Neighbors opposed to the New York Safety Track — a motorcycle training facility set to open next month in Delaware County — say they aren’t giving up without a fight.
Kitty Ballard of Harpersfield said she and others who think the facility will be much busier than what has been advertised have formed a group called Friends of Rural Life. The neighbors, she said, have been in discussions with local environmental lawyer Douglas Zamelis but have not yet formally retained him. Ballard said neighbors fear the track will be a noisy operation and create traffic headaches on local roads.
Meanwhile, the Harpersfield Town Planning Board has directed track manager Greg Lubinitsky to explain the scope of the project at a meeting to be held at 7:30 p.m. Wednesday at Harpersfield Town Hall.
Lubinitsky said he sees the meeting as an opportunity to clear the air.
“We’ll be seeing what we can and can’t do, and making everything clear,” he said. “It’s a meeting to touch base.”
The track is on a 147-acre parcel off Zimmerman Road that includes Mountain Top Airport.
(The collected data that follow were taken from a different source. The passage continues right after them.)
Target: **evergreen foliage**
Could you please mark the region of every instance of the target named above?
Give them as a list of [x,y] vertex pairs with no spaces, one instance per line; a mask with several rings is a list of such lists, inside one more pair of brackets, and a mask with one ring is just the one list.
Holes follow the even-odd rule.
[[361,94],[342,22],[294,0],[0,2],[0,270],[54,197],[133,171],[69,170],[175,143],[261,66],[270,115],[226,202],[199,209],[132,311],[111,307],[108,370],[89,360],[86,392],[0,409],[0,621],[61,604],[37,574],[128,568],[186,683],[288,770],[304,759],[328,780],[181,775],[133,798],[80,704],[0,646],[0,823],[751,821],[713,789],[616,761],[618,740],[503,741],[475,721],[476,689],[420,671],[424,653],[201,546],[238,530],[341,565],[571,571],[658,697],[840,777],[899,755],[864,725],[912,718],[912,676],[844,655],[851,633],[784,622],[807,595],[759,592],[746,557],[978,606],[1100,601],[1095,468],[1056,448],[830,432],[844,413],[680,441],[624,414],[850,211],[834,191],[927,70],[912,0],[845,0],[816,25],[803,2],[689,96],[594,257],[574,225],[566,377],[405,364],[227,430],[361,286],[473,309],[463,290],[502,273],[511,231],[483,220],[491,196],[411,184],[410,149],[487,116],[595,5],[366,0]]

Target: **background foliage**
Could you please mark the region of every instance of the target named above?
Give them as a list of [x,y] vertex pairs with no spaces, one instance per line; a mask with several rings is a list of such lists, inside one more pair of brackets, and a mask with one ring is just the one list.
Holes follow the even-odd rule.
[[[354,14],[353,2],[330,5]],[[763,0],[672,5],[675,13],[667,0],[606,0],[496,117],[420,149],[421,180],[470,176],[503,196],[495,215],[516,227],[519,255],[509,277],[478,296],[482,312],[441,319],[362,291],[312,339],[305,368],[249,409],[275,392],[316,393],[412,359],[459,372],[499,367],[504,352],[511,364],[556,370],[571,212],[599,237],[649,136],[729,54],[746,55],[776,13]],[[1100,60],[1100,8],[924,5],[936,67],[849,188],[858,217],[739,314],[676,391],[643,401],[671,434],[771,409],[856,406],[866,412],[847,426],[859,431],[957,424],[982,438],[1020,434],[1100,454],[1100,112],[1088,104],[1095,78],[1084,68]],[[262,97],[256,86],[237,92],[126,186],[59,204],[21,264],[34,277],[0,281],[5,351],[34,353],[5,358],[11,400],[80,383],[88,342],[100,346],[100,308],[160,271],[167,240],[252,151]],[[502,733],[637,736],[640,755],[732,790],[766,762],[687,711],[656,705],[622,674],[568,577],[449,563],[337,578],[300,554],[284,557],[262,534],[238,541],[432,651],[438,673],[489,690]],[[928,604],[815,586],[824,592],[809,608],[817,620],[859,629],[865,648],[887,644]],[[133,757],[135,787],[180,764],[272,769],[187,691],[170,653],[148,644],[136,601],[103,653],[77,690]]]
After we revealed this week that the pathway for the proposed Constitution Pipeline would take the project through Clapper Hollow State Forest in the Schoharie County town of Jefferson, I got a call from a man who traces his ancestry to the Clappers for whom the preserve is named.
Michael Howard, facilities manager at O’Connor Hospital in Delhi, said he is the sixth-generation grandson of Jacob Clapper, who, with his son, William Clapper, farmed the land that is now the state forest in the early 19th century.
Howard said there are both marked and unmarked cemeteries inside the forest tract. He e believes it would be inappropriate for federal and state officials to allow the pipeline to run across the state forest.